It is very convenient for the Inet Control (Internet Transfer Control) to download HTML code from a webpage. However, there is a problem that garbled characters may occur when reading a webpage encoded with UTF-8. This is no wonder that VB supports UNICODE encoding by default, and is naturally overwhelmed when reading UTF-8 data.
(Note: If you do not know the meaning of the above mentioned character encoding methods, then you should first read this article: a variety of character encoding methods (ANSI, UNICODE, UTF-8, GB2312, GBK), if you already know, please continue)
How can we convert UTF-8 webpage data to UNICODE?
First, the data obtained by Inet must be obtained in binary format, for example:
Asynchronous call:
Private Sub commandementclick ()
Dim StrUrl As String
StrUrl = Text1.Text
Inet1.Execute StrUrl, "GET"
End Sub
Private Sub inetaskstatechanged (ByVal State As Integer)
If State = icResponseCompleted Then
Dim BinBuff () As Byte
BinBuff = Inet1.GetChunk (0, icByteArray)
End If
End Sub
Synchronous call:
Private Sub Command2_Click ()
Dim BinBuff () As Byte
Dim StrUrl As String
StrUrl = Text1.Text
BinBuff = Inet1.OpenURL (Text1.Text, icByteArray)

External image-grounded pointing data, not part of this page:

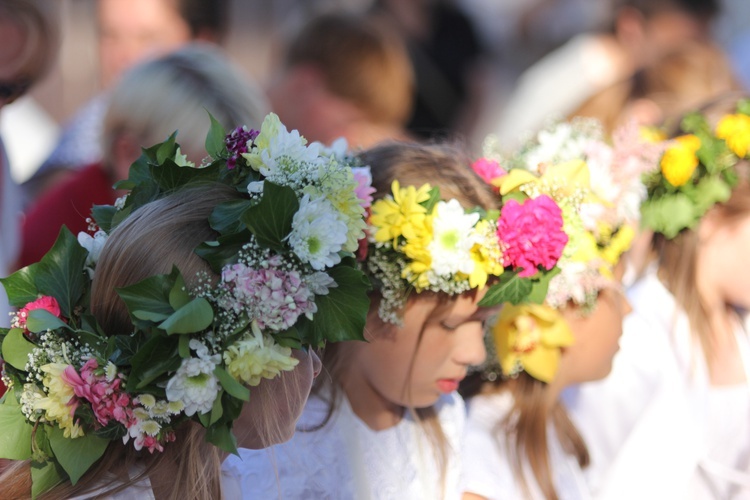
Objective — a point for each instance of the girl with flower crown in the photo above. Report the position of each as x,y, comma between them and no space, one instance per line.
385,420
193,336
519,440
675,411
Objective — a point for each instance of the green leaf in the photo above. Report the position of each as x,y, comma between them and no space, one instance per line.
271,219
15,438
16,349
150,295
342,313
156,357
60,272
215,145
221,436
75,456
44,477
178,295
510,288
196,316
20,286
231,385
226,217
40,320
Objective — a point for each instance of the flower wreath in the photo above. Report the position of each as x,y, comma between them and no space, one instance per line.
419,242
698,170
598,187
285,254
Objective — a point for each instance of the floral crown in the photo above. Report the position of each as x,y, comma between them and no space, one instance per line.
419,242
599,190
288,280
698,170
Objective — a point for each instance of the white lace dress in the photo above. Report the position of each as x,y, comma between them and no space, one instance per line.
346,459
486,469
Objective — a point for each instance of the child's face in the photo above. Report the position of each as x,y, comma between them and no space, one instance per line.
597,336
426,357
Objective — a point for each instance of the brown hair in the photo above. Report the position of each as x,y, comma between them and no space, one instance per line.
677,257
361,60
448,168
134,251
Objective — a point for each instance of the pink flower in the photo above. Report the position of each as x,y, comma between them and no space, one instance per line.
107,399
531,234
488,170
364,190
47,303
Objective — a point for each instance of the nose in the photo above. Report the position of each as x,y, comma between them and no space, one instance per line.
470,348
317,364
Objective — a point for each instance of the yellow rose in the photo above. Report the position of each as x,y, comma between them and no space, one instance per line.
679,161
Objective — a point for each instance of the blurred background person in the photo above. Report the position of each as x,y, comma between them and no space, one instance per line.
129,31
345,75
150,102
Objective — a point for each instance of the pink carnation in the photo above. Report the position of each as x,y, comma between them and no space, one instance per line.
108,401
47,303
488,170
531,234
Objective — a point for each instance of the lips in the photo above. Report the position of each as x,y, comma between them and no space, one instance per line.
448,385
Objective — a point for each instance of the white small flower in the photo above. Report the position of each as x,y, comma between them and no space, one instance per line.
317,233
194,384
452,239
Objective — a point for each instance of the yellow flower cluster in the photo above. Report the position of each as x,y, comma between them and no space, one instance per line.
57,403
735,130
529,337
680,161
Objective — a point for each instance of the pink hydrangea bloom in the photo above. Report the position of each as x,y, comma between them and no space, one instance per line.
47,303
531,234
275,298
108,401
488,170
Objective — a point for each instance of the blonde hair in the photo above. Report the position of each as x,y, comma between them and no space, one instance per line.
37,19
361,60
412,164
677,257
174,92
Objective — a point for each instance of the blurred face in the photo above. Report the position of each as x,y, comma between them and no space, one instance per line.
413,365
596,335
133,30
276,404
723,273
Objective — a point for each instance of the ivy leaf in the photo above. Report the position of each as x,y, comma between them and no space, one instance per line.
15,439
342,313
60,272
195,316
215,145
232,386
510,288
271,219
75,456
20,286
16,349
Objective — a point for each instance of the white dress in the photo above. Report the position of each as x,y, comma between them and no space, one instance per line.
486,468
657,418
347,460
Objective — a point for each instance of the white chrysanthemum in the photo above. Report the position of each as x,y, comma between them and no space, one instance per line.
318,235
194,384
257,357
94,245
452,239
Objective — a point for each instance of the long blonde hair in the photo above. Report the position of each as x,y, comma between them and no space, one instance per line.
413,165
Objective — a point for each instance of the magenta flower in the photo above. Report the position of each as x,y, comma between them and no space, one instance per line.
238,142
531,234
488,170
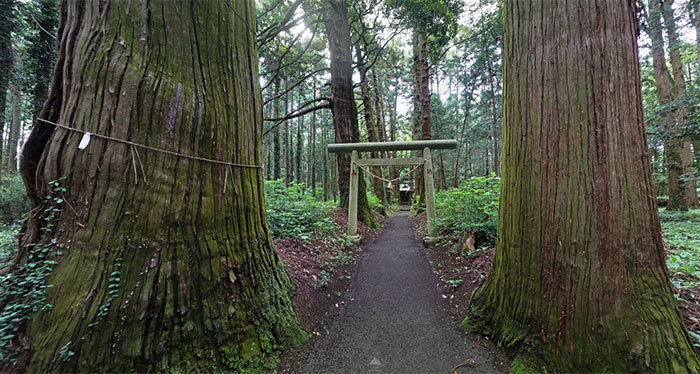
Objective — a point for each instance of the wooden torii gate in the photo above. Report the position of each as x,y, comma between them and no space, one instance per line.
424,145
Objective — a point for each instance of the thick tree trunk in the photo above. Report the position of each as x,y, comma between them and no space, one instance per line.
15,127
343,102
664,94
178,271
680,111
579,281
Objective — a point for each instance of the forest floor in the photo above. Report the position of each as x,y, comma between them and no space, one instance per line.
392,318
321,271
460,275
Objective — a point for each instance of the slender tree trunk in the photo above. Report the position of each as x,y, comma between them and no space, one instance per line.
680,112
494,121
285,139
42,51
370,124
177,272
421,102
13,138
300,150
455,180
312,153
343,102
6,27
664,93
277,142
579,269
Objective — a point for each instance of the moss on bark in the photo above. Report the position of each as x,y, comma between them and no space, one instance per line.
169,264
579,282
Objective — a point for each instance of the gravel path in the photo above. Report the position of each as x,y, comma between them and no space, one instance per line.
391,320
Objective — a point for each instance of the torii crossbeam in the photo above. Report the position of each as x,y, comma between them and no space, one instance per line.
425,145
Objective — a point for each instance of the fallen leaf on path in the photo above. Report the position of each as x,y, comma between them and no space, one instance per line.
468,362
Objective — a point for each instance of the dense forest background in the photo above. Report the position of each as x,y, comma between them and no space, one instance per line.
421,69
465,85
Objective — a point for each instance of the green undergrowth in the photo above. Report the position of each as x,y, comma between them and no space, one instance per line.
473,206
682,237
292,213
23,291
14,203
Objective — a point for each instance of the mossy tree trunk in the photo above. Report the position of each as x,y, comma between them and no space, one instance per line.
421,104
178,270
343,102
663,81
6,27
681,107
579,282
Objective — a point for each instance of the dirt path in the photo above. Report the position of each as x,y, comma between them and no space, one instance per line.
391,321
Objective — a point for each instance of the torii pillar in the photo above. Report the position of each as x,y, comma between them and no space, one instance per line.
424,145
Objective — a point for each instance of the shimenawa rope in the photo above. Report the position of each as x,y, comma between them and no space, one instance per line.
150,148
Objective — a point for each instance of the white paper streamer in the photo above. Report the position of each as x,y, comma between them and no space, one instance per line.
84,141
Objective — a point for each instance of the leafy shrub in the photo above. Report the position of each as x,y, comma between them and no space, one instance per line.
293,214
8,242
472,206
13,199
375,203
682,236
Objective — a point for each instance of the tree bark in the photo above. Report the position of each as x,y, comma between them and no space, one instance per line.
277,142
343,102
370,123
42,52
664,94
579,269
288,169
178,271
312,153
299,150
680,112
13,138
6,27
421,102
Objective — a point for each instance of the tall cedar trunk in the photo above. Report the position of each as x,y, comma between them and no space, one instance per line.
468,99
664,95
326,156
6,27
311,157
381,128
343,102
680,112
393,171
494,121
15,126
277,143
42,51
199,285
696,23
299,150
370,124
421,102
579,270
285,139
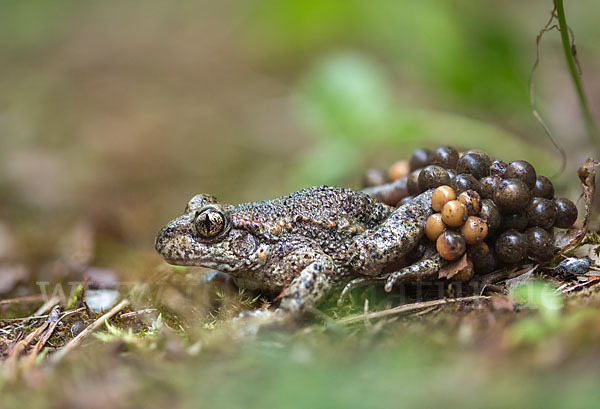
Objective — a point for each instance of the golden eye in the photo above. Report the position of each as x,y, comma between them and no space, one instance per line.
209,223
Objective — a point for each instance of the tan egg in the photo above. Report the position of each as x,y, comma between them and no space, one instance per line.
454,213
441,196
398,170
434,226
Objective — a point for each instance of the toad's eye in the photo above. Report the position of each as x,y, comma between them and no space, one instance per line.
209,223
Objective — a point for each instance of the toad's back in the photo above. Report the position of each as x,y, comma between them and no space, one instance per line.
322,213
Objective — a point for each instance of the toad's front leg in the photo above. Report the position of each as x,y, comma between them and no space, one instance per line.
392,239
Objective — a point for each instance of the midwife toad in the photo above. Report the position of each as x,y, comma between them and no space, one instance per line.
300,245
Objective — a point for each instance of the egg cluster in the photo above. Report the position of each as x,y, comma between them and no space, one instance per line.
497,213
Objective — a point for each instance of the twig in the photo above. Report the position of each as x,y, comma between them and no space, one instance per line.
47,306
29,298
77,340
535,112
410,307
138,312
569,50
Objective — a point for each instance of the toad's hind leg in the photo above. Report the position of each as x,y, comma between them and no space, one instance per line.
425,269
393,238
310,286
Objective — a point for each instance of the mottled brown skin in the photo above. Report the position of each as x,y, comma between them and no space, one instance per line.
300,245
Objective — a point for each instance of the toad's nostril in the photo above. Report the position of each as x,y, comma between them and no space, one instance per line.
163,235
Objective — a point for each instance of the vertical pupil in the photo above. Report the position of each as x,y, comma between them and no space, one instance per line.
207,224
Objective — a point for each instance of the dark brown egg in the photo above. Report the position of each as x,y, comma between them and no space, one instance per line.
543,187
444,156
521,170
488,186
511,247
515,221
474,163
512,195
432,176
487,263
478,251
442,195
454,213
412,183
463,182
471,200
419,159
490,213
434,226
540,244
498,168
541,212
451,245
566,213
474,230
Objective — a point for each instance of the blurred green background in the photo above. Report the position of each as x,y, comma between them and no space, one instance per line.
118,112
113,114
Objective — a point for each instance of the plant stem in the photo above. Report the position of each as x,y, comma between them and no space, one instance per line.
587,115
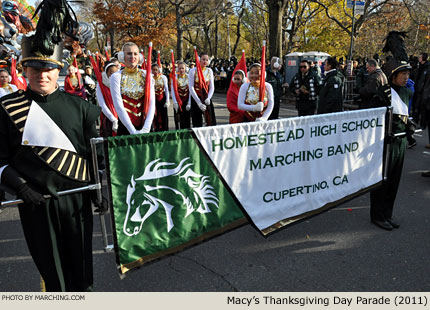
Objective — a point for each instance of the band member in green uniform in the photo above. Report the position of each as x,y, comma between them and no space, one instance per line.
44,149
394,94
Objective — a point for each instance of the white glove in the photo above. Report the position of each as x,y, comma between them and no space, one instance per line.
143,130
258,107
201,106
115,125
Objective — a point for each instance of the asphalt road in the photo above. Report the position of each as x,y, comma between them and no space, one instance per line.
338,250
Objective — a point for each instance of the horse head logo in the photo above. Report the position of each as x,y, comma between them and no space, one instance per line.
147,193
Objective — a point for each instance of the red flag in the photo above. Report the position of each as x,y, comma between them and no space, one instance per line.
78,74
107,55
263,72
105,91
159,60
175,84
15,80
146,101
202,82
143,57
241,65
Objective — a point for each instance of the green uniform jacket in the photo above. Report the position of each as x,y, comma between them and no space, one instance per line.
331,96
58,232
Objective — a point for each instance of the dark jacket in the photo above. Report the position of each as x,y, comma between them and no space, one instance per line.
331,94
375,80
275,79
312,83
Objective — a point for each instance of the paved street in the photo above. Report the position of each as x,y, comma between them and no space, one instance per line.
338,250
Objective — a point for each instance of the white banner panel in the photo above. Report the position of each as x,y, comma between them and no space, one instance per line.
283,168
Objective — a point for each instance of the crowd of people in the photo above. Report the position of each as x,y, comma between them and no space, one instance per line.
45,132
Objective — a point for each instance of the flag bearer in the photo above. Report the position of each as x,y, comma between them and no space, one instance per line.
394,94
162,100
44,149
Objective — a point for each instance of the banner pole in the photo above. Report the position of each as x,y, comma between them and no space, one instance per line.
388,149
94,141
90,187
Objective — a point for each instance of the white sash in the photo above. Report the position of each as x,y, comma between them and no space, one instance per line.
399,107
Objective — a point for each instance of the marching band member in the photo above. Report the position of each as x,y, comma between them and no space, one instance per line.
249,97
199,103
236,115
128,93
109,122
44,149
184,96
162,101
73,83
5,87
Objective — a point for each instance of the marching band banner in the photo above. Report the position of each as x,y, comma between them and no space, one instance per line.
166,195
173,189
281,169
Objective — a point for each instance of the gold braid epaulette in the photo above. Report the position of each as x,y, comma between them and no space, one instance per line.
67,163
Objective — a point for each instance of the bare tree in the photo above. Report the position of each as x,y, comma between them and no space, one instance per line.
183,8
276,10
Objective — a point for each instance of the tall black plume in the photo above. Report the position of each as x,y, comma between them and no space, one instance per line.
56,19
395,43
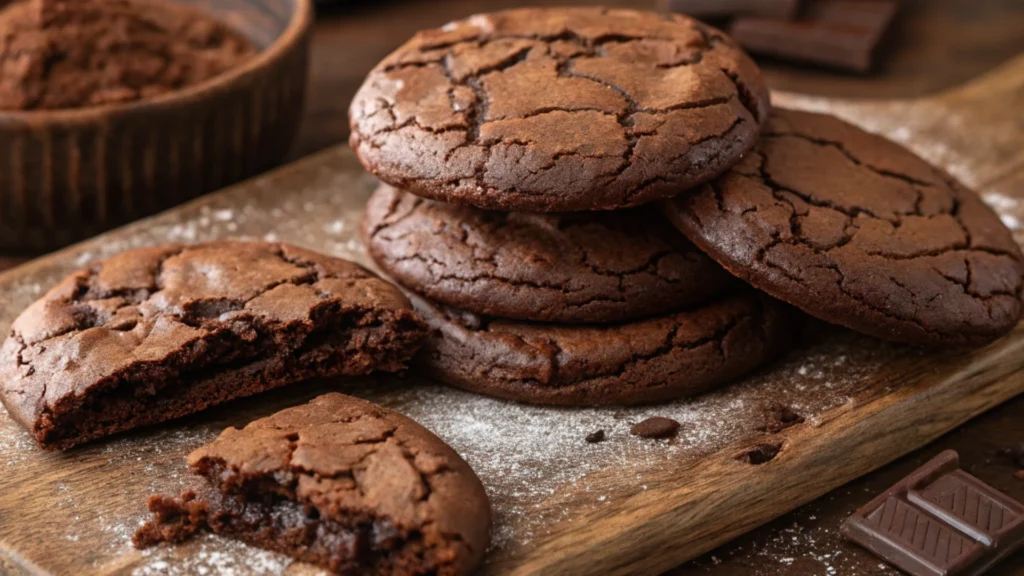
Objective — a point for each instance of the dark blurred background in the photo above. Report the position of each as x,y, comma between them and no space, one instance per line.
931,45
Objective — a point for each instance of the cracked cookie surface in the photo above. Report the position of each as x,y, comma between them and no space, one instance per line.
653,360
857,231
341,483
558,110
157,333
572,268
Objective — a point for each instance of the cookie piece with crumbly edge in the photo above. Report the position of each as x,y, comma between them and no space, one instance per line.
570,268
653,360
340,483
557,110
158,333
860,232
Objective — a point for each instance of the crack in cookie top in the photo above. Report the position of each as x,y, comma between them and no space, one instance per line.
858,231
559,110
569,266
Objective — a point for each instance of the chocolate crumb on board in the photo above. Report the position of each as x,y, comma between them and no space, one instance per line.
655,426
778,418
339,482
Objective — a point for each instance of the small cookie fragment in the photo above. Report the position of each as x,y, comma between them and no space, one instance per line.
158,333
857,231
340,483
655,427
558,110
572,268
652,360
778,418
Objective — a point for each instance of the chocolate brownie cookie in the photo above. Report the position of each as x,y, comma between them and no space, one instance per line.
158,333
858,231
558,110
341,483
573,266
652,360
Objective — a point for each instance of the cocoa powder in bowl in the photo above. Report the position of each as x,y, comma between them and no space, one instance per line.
77,53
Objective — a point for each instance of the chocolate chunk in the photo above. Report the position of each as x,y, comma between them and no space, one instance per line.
939,521
836,33
340,483
779,9
655,427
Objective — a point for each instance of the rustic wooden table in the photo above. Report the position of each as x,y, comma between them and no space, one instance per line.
936,44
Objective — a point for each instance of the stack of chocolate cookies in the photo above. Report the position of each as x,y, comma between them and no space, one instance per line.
530,158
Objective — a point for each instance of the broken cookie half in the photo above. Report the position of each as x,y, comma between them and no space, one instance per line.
158,333
340,483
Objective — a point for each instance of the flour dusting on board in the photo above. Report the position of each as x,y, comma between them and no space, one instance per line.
536,462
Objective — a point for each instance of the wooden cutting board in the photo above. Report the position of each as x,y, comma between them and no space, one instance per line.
562,505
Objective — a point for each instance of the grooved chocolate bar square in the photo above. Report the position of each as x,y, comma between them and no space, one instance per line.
837,33
783,9
940,521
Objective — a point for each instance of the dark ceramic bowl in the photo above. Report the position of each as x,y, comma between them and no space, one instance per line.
68,174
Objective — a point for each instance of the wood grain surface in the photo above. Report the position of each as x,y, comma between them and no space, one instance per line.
72,512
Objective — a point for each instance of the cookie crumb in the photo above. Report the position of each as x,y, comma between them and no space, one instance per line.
655,427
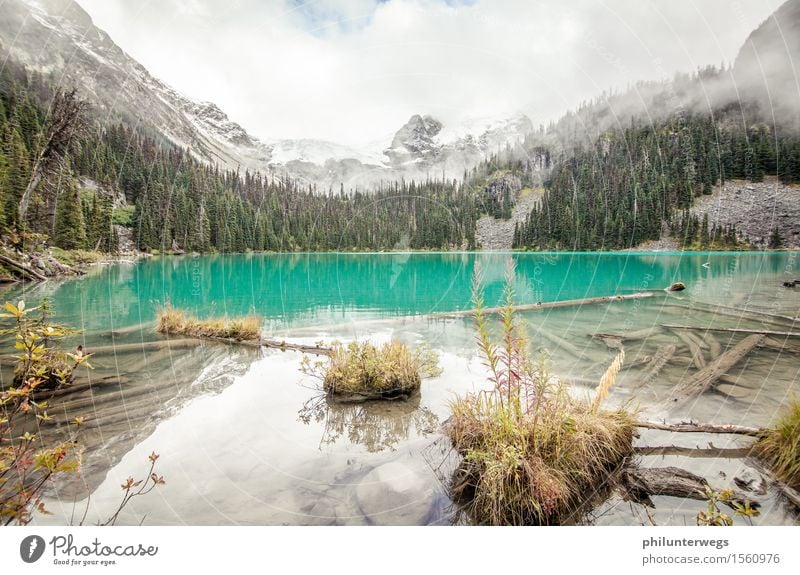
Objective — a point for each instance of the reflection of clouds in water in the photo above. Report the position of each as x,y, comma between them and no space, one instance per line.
377,425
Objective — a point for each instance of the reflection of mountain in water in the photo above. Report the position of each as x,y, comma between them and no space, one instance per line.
136,390
377,425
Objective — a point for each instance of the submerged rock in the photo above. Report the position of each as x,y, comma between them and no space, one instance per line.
395,494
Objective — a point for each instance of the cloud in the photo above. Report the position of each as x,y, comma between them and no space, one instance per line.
354,71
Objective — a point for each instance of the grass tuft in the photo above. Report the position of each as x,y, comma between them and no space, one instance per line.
173,321
531,453
360,371
780,446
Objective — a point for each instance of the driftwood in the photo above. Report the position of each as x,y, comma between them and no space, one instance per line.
26,270
732,330
559,342
714,347
752,315
790,493
632,336
660,359
553,304
637,361
641,483
776,344
699,452
697,354
143,346
690,427
701,381
284,346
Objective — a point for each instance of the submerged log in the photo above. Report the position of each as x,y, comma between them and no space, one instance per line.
699,452
642,483
553,304
779,345
631,336
697,354
749,314
731,330
303,348
78,386
560,342
714,347
691,427
22,268
143,346
660,359
701,381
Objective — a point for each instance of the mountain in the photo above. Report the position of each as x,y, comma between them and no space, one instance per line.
57,38
767,68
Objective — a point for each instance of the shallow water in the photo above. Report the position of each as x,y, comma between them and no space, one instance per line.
246,438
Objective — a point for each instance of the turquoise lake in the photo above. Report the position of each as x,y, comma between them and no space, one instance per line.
294,290
246,438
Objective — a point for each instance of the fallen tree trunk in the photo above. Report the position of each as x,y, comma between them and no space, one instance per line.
143,346
642,483
553,304
701,381
79,386
632,336
714,347
790,493
697,354
753,315
690,427
732,330
23,268
780,345
699,452
660,359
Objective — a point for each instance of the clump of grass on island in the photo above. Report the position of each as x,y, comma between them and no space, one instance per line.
531,453
173,321
779,446
360,371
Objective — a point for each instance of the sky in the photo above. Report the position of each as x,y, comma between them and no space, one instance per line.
354,71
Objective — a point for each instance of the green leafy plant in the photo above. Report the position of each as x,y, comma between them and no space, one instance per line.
27,464
714,516
40,365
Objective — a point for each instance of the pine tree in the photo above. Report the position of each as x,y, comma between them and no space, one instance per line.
70,232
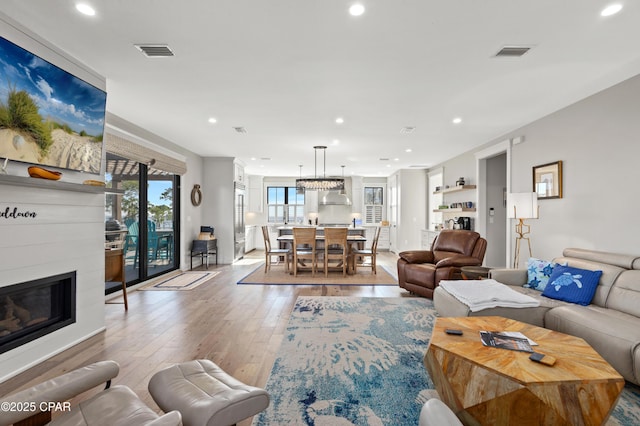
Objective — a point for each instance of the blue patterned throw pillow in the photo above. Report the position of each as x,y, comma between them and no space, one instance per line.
572,285
538,273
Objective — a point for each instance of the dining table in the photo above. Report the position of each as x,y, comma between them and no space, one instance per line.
359,240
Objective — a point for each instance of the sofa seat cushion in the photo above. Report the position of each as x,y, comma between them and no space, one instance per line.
614,335
421,274
117,405
448,306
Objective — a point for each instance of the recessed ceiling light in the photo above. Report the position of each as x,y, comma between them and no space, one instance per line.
612,9
356,9
85,9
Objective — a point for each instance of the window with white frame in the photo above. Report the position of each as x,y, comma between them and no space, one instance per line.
285,204
373,204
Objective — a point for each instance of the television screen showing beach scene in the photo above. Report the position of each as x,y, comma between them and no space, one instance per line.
47,115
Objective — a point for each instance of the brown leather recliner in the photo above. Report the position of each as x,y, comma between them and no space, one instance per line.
420,271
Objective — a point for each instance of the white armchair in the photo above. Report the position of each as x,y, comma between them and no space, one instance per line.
113,405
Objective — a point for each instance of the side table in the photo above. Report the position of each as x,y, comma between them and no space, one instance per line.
204,248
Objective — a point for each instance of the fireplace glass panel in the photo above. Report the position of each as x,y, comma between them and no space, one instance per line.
33,309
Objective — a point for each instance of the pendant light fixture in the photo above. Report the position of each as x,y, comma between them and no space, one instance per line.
320,183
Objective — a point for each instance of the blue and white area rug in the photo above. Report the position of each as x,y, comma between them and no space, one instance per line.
358,361
351,360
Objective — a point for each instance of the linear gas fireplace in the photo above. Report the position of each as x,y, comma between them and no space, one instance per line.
33,309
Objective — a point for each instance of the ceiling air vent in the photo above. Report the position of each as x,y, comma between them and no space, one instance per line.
513,51
155,50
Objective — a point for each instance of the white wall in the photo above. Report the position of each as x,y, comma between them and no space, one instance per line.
217,203
412,209
495,226
596,139
66,235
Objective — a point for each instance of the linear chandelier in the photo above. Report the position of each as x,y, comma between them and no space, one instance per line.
320,183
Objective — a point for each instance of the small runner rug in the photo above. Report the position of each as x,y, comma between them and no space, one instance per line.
184,281
358,361
278,276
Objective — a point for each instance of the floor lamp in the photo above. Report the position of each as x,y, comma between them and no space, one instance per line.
521,206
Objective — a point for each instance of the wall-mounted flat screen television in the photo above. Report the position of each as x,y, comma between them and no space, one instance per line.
47,115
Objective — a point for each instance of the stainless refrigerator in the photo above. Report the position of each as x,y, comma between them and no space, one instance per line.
238,221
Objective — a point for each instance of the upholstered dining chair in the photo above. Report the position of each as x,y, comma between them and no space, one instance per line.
304,248
371,253
335,248
270,252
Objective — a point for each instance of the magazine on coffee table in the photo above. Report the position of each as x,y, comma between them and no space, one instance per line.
496,339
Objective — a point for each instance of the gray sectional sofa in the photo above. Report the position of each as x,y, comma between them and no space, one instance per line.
610,324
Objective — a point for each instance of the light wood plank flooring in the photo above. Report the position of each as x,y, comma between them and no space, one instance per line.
239,327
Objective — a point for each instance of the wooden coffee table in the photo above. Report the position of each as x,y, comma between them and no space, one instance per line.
491,386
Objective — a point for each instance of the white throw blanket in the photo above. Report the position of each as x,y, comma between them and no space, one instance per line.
484,294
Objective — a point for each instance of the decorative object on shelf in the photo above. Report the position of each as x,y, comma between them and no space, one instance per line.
547,180
521,206
39,172
196,195
320,183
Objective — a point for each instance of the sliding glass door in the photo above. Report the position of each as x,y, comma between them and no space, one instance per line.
150,217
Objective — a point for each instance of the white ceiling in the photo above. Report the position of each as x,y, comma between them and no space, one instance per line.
285,69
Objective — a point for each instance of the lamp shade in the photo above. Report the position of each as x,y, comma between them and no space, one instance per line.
522,205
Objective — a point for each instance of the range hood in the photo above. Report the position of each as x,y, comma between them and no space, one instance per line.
334,198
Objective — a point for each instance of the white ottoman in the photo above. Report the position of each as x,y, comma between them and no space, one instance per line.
205,395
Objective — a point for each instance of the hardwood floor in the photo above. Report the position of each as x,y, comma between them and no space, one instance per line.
239,327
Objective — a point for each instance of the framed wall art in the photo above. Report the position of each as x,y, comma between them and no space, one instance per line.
547,180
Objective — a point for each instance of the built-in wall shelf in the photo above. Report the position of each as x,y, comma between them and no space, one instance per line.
455,189
55,184
455,210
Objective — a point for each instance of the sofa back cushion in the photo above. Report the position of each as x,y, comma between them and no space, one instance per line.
609,275
625,293
456,242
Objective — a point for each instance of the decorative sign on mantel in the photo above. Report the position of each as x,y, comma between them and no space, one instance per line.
15,213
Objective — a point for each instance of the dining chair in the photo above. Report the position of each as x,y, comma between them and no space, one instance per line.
335,248
363,253
269,252
304,248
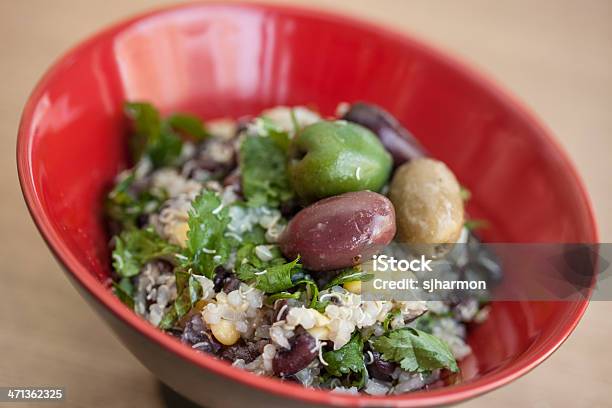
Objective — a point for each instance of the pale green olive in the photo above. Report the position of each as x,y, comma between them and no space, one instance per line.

RichTextBox1.Text = Utf8ToUnicode (BinBuff)
End Sub
The above is the code for retrieving binary data from inet.
Add Module
'Utf-8 conversion UNICODE code
Option Explicit
Private Declare Function MultiByteToWideChar Lib "kernel32" (ByVal CodePage As Long, ByVal dwFlags As Long, ByVal encoded As Long, ByVal cchMultiByte As Long, ByVal lpWideCharStr As Long, ByVal cchWideChar As Long) as Long
Private Const cp_utf8= 65001
Function Utf8ToUnicode (ByRef Utf () As Byte) As String
Dim lRet As Long
Dim lLength As Long
Dim lBufferSize As Long
LLength = UBound (Utf)-LBound (Utf) + 1
If lLength <= 0 Then Exit Function
LBufferSize = lLength * 2
Utf8ToUnicode = String $ (lBufferSize, Chr (0 ))
LRet = MultiByteToWideChar (CP_UTF8, 0, VarPtr (Utf (0), lLength, StrPtr (Utf8ToUnicode), lBufferSize)
If lRet <> 0 Then
Utf8ToUnicode = Left (Utf8ToUnicode, lRet)
Else
Utf8ToUnicode = ""
End If
End Function
The Utf8ToUnicode function converts the binary array received by Inet to a UNICODE string. If the input parameter is a binary array, the converted string is returned.
The above code can be:
Private Sub inetaskstatechanged (ByVal State As Integer)
If State = icResponseCompleted Then
Dim BinBuff () As Byte
BinBuff = Inet1.GetChunk (0, icByteArray)
RichTextBox1.Text = Utf8ToUnicode (BinBuff)
End If
End Sub
The returned result is displayed in RichTextBox1, And the garbled Chinese characters are displayed normally now.